From a practical perspective, the results have implications for the sustainable management of protected areas. Identifying which visitor segments are more likely to engage with digital tools can inform the development of targeted communication strategies and behaviour-based interventions. Furthermore, the widespread use of applications such as Wikiloc highlights the potential of volunteered geographic information (VGI) to monitor visitor flows, support adaptive management, and improve planning processes.
Overall, this study provides a clearer understanding of visitor profiling by highlighting the importance of behavioural and motivational factors, which appear to be stronger predictors of digital tool adoption than traditional sociodemographic characteristics. These findings can inform more flexible and effective management strategies that support both responsible recreation and the conservation goals of the protected area.
Future research could examine how digital practices influence spatial behaviour, how visitors interact with VGI platforms, and how these technologies affect the overall experience of nature.

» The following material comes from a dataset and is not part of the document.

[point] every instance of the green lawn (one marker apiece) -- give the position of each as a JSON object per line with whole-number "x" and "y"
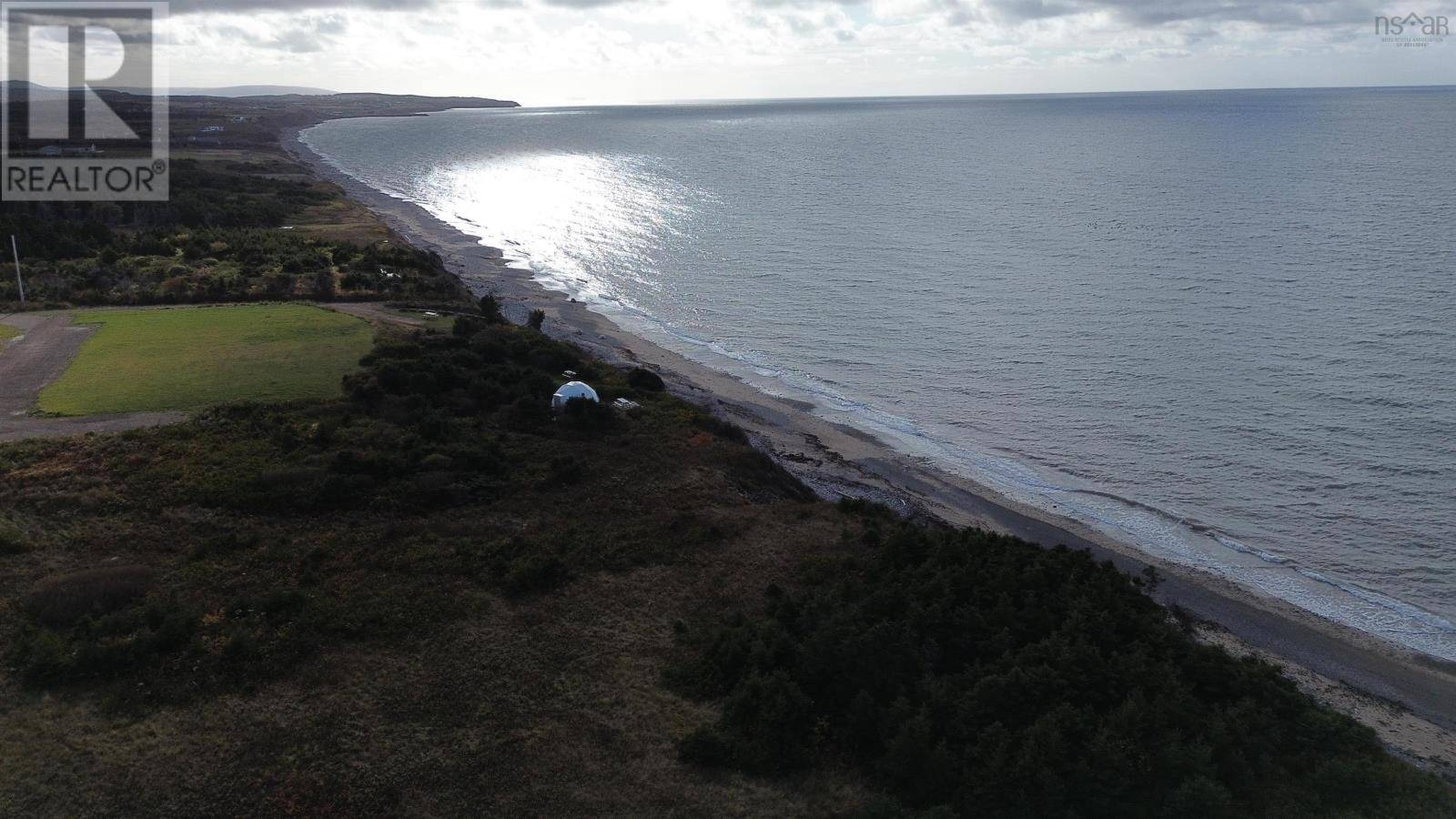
{"x": 196, "y": 358}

7. Generalisability Issues and Study Limitations

This study was carried out in a single high-mountain protected area in the Catalan Pyrenees. The specific environmental characteristics, recreational infrastructure, and management approach of the park may limit the generalisability of the findings to other protected areas, particularly those with different terrain conditions or more diverse recreational profiles.
Cultural and technological contexts can also influence visitor behaviour. Differences in access to digital tools, levels of digital literacy, and local attitudes toward planning and safety can shape how visitors interact with GPS tools in other protected environments.
Although the sample included some diversity, most of the participants were hikers or mountaineers, reflecting the physical characteristics and predominant use patterns of the park.
Seasonal variation was considered in the sampling design, but the study does not account for interannual changes, extreme weather events, or broader temporal trends in technology adoption. As the digital infrastructure and user practices continue to evolve, GPS use may vary over time and in different sociocultural and ecological contexts. Future studies could adopt longitudinal or qualitative approaches to capture these dynamics and provide a more comprehensive understanding of outdoor technology use.
Another limitation concerns the lack of differentiation between GPS devices. The motivations and behaviours associated with smartphone applications may differ from those related to handheld GPS units. Future studies should explore these distinctions to better understand user preferences and technology adoption patterns.
The correlational design of the study also limits the ability to draw causal inferences. Future research could address this by employing experimental or quasi-experimental approaches to assess the direct effects of digital tools on visitor behaviour.
Finally, the explanatory power of the hierarchical logistic regression model, indicated by a Nagelkerke R2 value of 0.242, can also be seen as a limitation of the present study. While this value may appear modest, it is considered acceptable within behavioural and social science research, particularly in exploratory studies related to outdoor recreation (e.g., Antoušková et al., 2014; Bai et al., 2013; J. Xu et al., 2006). It is also important to recognise that Nagelkerke R2 values are typically lower than those reported in linear regression models due to the dichotomous nature of the dependent variable and the probabilistic estimation approach (Hair et al., 2010). Therefore, the model could potentially be improved by incorporating additional predictors such as digital literacy, familiarity with mobile technologies, or user attitudes towards digital tools, to enhance the exploratory power of predictions of technology use.
Despite these limitations, the study provides valuable insight into how individual motivations and behaviours influence GPS use in protected natural areas, underscoring the need to expand this line of inquiry to a broader range of contexts.

Author Contributions

Conceptualisation, E.I.F.-T., D.B. and S.H.-M.; methodology, E.I.F.-T. and D.B.; formal analysis, D.B.; investigation, E.I.F.-T. and S.H.-M.; resources, E.I.F.-T.; data curation, D.B.; writing—original draft preparation, S.H.-M.; writing—review and editing, S.H.-M., E.I.F.-T. and D.B.; visualisation, E.I.F.-T.; supervision, E.I.F.-T.; project administration, S.H.-M.; funding acquisition E.I.F.-T. All authors have read and agreed to the published version of the manuscript.

Funding

This project was supported by Department of Climate Action, Food and Rural Agenda of the Generalitat de Catalunya, Ter i Freser Natural Park (PDRAE 48.551.227.13.00) and INEFC.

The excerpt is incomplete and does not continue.